Конечно, нужно упражняться. Без этого никак. Упражняться, упражняться, упражняться. Так же, как когда учишься ходить по канату или на руках, или жонглировать, так же, как тебе долго еще нужно упражняться, пока ты не сможешь удержать в воздухе шесть мячей сразу: все время нужно упражняться, и чтобы рядом был учитель, который тебе не спустит с рук ни единой ошибки, сами себе-то мы все спускаем с рук, с собой-то мы добренькие, так что нужен учитель, чтобы давал тебе пинки и подзатыльники, и смеялся над тобой, и говорил тебе, что ты бездарь и никогда не справишься.

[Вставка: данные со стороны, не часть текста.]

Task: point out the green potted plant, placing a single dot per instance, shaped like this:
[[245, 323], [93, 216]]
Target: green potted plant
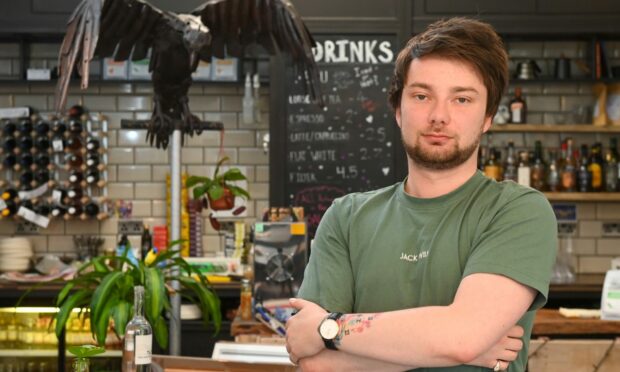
[[107, 290], [219, 190]]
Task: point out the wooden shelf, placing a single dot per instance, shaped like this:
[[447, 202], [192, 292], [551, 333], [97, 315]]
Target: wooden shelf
[[583, 196], [553, 128]]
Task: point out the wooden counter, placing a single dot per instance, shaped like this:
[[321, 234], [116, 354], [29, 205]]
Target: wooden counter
[[549, 322]]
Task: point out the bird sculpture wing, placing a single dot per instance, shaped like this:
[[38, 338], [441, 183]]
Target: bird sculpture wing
[[104, 28], [274, 24]]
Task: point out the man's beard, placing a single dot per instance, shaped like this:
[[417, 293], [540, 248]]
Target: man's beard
[[440, 161]]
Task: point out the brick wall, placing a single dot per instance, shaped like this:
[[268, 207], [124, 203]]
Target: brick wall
[[137, 172]]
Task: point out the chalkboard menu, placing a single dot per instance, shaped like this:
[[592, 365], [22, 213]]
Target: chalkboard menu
[[349, 145]]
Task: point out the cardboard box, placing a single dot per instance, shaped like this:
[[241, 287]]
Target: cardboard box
[[188, 364]]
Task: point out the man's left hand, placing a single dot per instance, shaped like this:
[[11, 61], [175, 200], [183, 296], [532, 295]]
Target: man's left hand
[[302, 335]]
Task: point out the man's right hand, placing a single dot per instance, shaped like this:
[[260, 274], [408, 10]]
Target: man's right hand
[[505, 350]]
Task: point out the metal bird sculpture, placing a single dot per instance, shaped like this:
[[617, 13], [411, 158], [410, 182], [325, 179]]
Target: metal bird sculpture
[[127, 29]]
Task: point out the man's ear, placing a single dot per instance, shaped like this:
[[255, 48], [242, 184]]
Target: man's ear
[[487, 123]]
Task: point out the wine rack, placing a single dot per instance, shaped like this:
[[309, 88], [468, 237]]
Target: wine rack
[[53, 168]]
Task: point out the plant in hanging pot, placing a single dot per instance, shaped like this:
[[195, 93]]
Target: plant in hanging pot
[[219, 189], [107, 290]]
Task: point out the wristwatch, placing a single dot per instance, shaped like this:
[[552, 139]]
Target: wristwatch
[[329, 329]]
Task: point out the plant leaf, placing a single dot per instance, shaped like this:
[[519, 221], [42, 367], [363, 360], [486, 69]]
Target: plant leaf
[[100, 328], [155, 291], [120, 314], [101, 295], [238, 191], [86, 351], [77, 299], [234, 174], [215, 191], [160, 328]]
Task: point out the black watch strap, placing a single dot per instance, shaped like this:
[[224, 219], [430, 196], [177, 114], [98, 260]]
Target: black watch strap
[[329, 343]]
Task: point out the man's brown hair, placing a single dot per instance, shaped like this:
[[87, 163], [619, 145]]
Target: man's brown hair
[[473, 42]]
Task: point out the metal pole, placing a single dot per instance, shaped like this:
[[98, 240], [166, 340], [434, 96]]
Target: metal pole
[[175, 234]]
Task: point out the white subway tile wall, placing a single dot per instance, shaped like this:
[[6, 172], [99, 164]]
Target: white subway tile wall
[[137, 172]]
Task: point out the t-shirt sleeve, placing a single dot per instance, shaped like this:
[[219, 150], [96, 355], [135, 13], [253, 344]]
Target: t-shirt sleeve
[[328, 278], [520, 242]]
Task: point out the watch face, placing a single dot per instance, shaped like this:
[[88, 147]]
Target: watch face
[[329, 329]]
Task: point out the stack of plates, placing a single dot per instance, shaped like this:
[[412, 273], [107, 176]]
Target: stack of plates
[[15, 254]]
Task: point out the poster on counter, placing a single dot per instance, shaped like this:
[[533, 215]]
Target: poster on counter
[[224, 69], [203, 71], [113, 70]]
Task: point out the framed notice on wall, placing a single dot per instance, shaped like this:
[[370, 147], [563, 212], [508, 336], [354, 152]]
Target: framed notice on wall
[[353, 143]]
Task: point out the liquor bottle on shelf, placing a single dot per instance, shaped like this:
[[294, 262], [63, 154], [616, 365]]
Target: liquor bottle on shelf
[[492, 169], [596, 168], [58, 211], [9, 145], [518, 108], [568, 173], [42, 176], [42, 128], [42, 160], [524, 171], [584, 175], [75, 160], [92, 144], [43, 144], [553, 176], [611, 166], [76, 177], [92, 160], [538, 168], [25, 144], [510, 166], [138, 337], [74, 142], [9, 161], [25, 128], [26, 160]]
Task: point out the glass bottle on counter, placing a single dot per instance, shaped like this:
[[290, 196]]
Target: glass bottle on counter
[[518, 108], [138, 338]]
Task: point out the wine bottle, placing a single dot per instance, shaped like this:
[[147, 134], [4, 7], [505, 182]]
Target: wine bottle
[[42, 176], [92, 144], [10, 143], [42, 160], [92, 160], [74, 210], [92, 176], [26, 160], [59, 127], [74, 143], [25, 128], [75, 160], [138, 337], [25, 144], [76, 177], [42, 128], [43, 144]]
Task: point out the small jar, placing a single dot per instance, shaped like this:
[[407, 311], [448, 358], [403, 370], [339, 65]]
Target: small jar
[[245, 308]]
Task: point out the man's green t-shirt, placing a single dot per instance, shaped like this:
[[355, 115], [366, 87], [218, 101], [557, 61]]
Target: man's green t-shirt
[[385, 250]]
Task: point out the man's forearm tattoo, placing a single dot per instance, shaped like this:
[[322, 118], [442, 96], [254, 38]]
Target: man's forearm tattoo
[[353, 323]]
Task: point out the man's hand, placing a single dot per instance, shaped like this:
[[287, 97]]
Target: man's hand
[[302, 335], [505, 350]]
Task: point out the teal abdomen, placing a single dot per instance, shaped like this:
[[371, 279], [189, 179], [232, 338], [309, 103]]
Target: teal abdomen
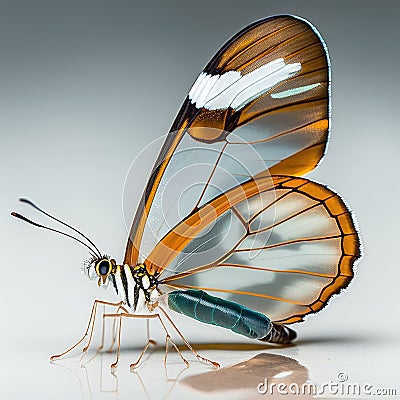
[[215, 311]]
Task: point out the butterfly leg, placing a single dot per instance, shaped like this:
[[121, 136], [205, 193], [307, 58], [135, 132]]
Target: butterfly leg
[[114, 327], [150, 341], [198, 356], [89, 328]]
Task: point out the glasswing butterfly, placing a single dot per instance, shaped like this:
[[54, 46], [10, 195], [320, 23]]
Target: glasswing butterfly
[[227, 231]]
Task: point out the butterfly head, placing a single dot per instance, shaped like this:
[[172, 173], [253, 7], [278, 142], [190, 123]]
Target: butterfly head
[[99, 268]]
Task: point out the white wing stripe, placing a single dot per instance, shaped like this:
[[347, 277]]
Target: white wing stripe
[[232, 89]]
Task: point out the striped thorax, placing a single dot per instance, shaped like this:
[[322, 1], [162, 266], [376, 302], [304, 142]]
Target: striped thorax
[[133, 285]]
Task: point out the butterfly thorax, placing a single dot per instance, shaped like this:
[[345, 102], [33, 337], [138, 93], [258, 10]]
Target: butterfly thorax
[[135, 286]]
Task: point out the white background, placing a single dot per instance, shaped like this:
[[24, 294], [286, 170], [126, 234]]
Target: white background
[[84, 86]]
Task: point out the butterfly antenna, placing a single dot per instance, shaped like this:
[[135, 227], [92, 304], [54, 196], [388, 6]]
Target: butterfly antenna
[[16, 215], [27, 201]]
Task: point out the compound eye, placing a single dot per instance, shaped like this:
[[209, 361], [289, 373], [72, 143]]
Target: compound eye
[[104, 267]]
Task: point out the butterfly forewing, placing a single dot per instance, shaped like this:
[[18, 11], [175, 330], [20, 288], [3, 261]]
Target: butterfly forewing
[[262, 103]]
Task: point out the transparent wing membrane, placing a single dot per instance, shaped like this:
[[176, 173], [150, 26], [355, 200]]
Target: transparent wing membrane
[[224, 209], [289, 264], [261, 103]]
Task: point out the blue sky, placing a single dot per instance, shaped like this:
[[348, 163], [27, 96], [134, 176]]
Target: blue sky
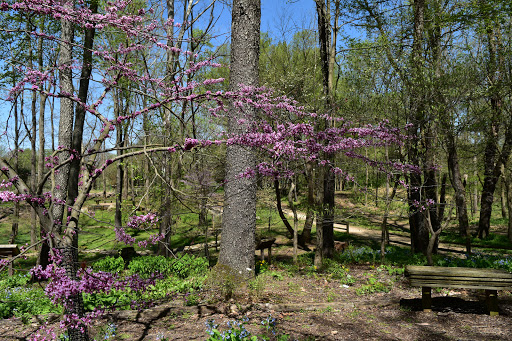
[[279, 18]]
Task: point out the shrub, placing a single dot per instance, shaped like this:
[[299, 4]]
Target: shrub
[[109, 264], [183, 266], [24, 302], [223, 280]]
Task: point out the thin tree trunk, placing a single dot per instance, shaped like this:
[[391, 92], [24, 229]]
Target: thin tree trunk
[[295, 221]]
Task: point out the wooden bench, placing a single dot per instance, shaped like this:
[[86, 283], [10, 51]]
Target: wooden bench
[[9, 251], [265, 244], [490, 280]]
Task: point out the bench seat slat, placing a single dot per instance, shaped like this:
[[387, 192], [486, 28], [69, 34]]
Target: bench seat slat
[[454, 284], [498, 281], [463, 272]]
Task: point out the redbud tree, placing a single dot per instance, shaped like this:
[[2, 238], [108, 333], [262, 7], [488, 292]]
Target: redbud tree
[[283, 134]]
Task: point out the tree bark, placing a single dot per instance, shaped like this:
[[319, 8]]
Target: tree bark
[[83, 90], [239, 215]]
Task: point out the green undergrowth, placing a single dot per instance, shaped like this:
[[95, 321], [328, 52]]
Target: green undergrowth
[[180, 278]]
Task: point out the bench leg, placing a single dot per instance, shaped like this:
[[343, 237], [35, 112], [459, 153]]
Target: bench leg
[[491, 299], [426, 299]]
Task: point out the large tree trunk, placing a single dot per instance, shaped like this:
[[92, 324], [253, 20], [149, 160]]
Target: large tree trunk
[[239, 216], [280, 208], [69, 251], [120, 143], [78, 129], [458, 187], [325, 225]]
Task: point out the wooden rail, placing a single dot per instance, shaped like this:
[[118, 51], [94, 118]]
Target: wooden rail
[[9, 251]]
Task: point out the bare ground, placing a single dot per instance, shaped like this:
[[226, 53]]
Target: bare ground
[[314, 307]]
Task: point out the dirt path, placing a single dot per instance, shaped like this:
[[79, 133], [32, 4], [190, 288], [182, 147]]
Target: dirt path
[[375, 235]]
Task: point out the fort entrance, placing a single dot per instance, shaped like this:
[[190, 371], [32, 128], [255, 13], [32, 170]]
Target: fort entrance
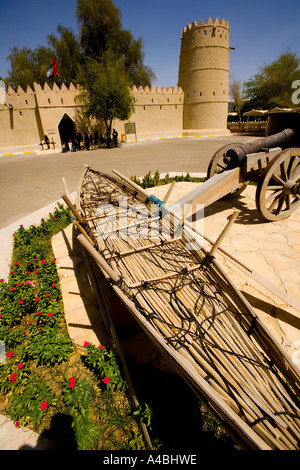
[[66, 128]]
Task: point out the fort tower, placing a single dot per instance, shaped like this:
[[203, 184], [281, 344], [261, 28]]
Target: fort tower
[[204, 74]]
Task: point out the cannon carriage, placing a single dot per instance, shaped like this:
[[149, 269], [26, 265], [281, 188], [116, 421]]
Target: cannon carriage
[[272, 162]]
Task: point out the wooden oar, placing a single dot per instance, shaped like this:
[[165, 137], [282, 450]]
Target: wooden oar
[[233, 259]]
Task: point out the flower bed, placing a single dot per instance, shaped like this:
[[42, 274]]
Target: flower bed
[[149, 180], [77, 400]]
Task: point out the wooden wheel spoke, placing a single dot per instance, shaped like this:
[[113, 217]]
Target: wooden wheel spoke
[[271, 207], [273, 196], [283, 169], [278, 179], [292, 165], [274, 199]]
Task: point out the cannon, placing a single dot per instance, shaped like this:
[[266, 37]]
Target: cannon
[[269, 162]]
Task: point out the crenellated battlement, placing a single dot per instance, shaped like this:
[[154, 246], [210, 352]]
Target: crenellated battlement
[[209, 24], [200, 101]]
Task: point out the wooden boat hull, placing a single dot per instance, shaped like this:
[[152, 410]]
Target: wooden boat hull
[[191, 311]]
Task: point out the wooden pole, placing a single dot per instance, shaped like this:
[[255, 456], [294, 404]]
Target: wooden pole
[[98, 258], [224, 233]]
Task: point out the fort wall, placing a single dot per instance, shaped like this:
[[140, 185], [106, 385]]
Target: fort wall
[[199, 102]]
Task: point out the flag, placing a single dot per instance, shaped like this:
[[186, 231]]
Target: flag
[[52, 69]]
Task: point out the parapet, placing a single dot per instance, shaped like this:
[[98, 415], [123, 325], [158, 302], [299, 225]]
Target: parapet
[[222, 23], [157, 90]]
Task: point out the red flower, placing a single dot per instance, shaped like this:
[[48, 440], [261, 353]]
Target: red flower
[[71, 382], [12, 378]]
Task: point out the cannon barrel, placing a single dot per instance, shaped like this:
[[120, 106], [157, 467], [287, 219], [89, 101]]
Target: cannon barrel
[[235, 155]]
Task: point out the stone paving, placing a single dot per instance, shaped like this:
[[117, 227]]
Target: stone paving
[[272, 249]]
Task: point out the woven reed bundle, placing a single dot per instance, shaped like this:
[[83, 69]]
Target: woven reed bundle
[[193, 313]]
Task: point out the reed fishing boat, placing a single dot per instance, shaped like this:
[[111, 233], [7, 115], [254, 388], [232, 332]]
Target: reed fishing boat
[[190, 310]]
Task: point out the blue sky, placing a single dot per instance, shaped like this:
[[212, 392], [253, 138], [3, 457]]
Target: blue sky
[[260, 30]]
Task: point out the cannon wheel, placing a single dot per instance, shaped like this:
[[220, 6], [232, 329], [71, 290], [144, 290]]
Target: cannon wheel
[[218, 166], [276, 193]]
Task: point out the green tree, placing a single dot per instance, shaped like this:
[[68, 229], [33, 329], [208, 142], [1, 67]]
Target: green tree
[[67, 52], [101, 31], [272, 87], [105, 90], [236, 94]]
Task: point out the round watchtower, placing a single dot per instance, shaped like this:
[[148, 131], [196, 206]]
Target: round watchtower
[[204, 74]]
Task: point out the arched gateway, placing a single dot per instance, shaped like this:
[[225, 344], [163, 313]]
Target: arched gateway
[[66, 128]]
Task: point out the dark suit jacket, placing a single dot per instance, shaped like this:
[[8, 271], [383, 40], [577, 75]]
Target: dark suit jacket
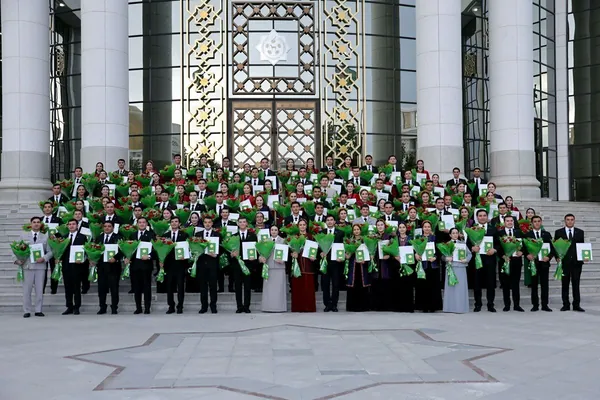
[[570, 259]]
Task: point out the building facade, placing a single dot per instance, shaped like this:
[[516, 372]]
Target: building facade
[[457, 83]]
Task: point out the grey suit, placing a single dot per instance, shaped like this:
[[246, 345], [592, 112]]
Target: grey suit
[[35, 273]]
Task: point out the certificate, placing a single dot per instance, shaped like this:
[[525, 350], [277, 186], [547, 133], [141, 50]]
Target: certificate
[[280, 253], [182, 251], [37, 251], [584, 252], [249, 251], [144, 249], [76, 254], [110, 251], [311, 249], [337, 252]]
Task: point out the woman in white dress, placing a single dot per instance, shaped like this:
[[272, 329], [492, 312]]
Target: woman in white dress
[[274, 296], [456, 298]]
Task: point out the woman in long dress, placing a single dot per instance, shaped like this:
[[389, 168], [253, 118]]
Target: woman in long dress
[[359, 279], [429, 291], [274, 297], [456, 298], [303, 287]]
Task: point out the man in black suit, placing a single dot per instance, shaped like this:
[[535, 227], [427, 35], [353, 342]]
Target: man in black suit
[[571, 267], [207, 270], [141, 269], [72, 271], [242, 281], [49, 218], [369, 165], [477, 180], [328, 165], [175, 269], [510, 282], [330, 281], [542, 266], [109, 273], [485, 277], [57, 196], [121, 168], [456, 179]]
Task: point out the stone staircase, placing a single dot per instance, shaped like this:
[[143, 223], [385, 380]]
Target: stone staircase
[[12, 217]]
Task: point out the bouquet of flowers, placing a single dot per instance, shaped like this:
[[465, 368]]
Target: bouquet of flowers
[[125, 212], [371, 243], [476, 235], [197, 248], [447, 250], [419, 245], [163, 247], [231, 244], [265, 248], [296, 244], [94, 253], [22, 252], [160, 227], [128, 248], [510, 245], [533, 246], [325, 241], [561, 247]]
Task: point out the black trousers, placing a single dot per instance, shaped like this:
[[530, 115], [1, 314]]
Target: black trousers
[[540, 277], [141, 280], [109, 276], [485, 277], [53, 283], [571, 273], [510, 282], [72, 281], [242, 283], [175, 281], [330, 283], [207, 278]]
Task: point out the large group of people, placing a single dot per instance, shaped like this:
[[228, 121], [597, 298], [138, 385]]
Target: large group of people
[[340, 227]]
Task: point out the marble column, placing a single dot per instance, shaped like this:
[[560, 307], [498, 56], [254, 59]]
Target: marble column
[[25, 101], [512, 155], [104, 83], [439, 86]]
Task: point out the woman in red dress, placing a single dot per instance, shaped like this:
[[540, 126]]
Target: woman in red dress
[[310, 166], [247, 194], [303, 287]]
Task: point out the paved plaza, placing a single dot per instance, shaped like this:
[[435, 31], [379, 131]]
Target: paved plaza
[[302, 356]]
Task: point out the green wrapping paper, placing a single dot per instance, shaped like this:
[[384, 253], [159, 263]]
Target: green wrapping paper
[[419, 244], [561, 247], [476, 235]]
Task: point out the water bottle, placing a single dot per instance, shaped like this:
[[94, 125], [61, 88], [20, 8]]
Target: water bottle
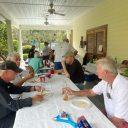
[[116, 59]]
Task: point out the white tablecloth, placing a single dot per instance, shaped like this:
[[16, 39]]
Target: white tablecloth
[[93, 67], [40, 115]]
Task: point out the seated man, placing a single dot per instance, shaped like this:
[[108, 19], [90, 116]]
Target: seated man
[[73, 70], [19, 80], [36, 63], [8, 106], [115, 90]]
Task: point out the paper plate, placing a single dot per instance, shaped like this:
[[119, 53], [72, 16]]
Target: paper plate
[[45, 93], [81, 103]]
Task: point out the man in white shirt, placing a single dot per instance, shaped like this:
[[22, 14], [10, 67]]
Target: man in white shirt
[[46, 51], [19, 80], [115, 90], [60, 50]]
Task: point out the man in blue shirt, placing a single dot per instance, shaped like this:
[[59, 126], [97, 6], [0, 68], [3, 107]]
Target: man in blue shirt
[[36, 63], [8, 106]]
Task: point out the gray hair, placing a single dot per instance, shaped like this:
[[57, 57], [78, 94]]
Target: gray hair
[[66, 40], [11, 55], [108, 64], [36, 54]]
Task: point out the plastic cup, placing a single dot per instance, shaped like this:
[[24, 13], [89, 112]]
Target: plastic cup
[[52, 71]]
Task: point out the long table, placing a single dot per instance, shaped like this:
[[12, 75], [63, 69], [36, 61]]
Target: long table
[[40, 115], [93, 67]]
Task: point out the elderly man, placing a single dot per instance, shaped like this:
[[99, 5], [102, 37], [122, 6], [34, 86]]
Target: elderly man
[[73, 70], [115, 90], [60, 50], [19, 80], [31, 53], [46, 51], [36, 63], [8, 106]]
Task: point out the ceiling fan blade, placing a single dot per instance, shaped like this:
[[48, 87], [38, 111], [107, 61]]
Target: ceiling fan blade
[[59, 14]]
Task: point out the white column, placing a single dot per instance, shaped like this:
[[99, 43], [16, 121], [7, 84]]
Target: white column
[[9, 36], [20, 45], [68, 36]]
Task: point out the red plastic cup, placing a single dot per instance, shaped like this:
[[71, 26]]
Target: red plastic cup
[[42, 79], [52, 71]]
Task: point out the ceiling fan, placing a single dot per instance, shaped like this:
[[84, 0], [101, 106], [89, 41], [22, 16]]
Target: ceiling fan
[[52, 11], [46, 23]]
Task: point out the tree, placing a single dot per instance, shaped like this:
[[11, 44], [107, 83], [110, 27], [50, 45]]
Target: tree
[[3, 38], [16, 45]]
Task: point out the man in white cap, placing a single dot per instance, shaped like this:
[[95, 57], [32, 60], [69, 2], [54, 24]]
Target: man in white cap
[[60, 50], [73, 70]]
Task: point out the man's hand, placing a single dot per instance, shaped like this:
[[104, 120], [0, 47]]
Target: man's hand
[[69, 91], [49, 71], [63, 62], [37, 98], [38, 88], [29, 76]]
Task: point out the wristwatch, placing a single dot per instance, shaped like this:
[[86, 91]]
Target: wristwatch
[[34, 88]]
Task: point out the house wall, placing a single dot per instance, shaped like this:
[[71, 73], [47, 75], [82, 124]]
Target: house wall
[[111, 12]]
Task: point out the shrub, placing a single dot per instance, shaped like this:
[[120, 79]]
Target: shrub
[[26, 48]]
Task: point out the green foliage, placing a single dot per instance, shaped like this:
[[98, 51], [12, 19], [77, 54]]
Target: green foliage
[[28, 36], [3, 37], [39, 36], [25, 56], [26, 48], [16, 45]]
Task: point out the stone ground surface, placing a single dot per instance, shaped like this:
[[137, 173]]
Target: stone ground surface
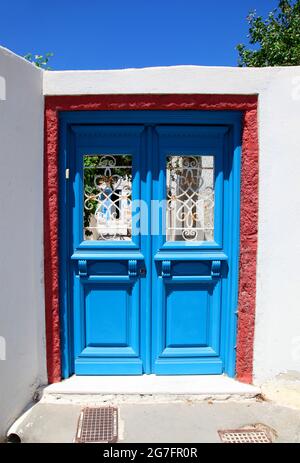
[[178, 422]]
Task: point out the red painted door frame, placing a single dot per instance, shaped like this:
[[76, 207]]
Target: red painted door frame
[[249, 206]]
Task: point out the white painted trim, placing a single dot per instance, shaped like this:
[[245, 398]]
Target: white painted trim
[[162, 80], [212, 385]]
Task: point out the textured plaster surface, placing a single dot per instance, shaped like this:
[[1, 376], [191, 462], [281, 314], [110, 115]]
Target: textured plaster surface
[[22, 309], [249, 187]]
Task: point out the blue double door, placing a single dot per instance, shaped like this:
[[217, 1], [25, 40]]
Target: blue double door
[[149, 244]]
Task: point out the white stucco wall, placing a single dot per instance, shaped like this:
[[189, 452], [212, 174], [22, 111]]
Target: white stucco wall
[[21, 244], [277, 329]]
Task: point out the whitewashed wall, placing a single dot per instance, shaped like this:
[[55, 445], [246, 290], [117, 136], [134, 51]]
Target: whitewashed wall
[[21, 236], [277, 331]]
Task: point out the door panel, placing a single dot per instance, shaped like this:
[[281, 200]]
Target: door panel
[[187, 313], [107, 251]]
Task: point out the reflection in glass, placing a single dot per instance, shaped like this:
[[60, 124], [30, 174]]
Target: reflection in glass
[[107, 197], [190, 198]]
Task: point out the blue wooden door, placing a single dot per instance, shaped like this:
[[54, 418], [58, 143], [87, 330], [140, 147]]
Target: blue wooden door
[[150, 209]]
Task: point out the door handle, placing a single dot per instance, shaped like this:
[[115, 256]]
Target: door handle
[[132, 267]]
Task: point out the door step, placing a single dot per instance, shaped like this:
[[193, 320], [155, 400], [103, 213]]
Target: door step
[[114, 389]]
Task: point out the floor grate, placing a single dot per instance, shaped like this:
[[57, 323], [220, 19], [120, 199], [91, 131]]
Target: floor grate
[[97, 425], [244, 436]]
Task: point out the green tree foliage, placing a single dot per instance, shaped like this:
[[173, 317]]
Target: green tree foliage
[[275, 40], [41, 61]]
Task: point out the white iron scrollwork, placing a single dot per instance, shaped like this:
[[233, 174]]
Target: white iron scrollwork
[[107, 197], [190, 198]]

Мальчик так погрузился в мысли о том, как изображать людей, что почти забыл о голоде. Он представляет себе Штегеров, и кузнеца, и пастора, и старую Ханну Крелль, о которой он раньше не знал, что она ведьма, но теперь, когда узнал, многое лучше понимает. Он представляет себе их одного за другим, как они держатся и говорят; он опускает плечи, втягивает грудь, беззвучно движет губами: «Помоги с молотком, мальчик, вбей гвоздь», — и когда он поднимает руку, та чуть дрожит от подагры.
Пирмин останавливается и велит им собрать сухих веток. Они понимают, что это дело безнадежное: после трех дней дождя влага пробралась повсюду, ничего не пощадила, нет в лесу ничего сухого. Но Пирмина лучше не злить, и вот они нагибаются и ползают по земле туда и сюда, и заглядывают в кусты, и делают вид, что ищут.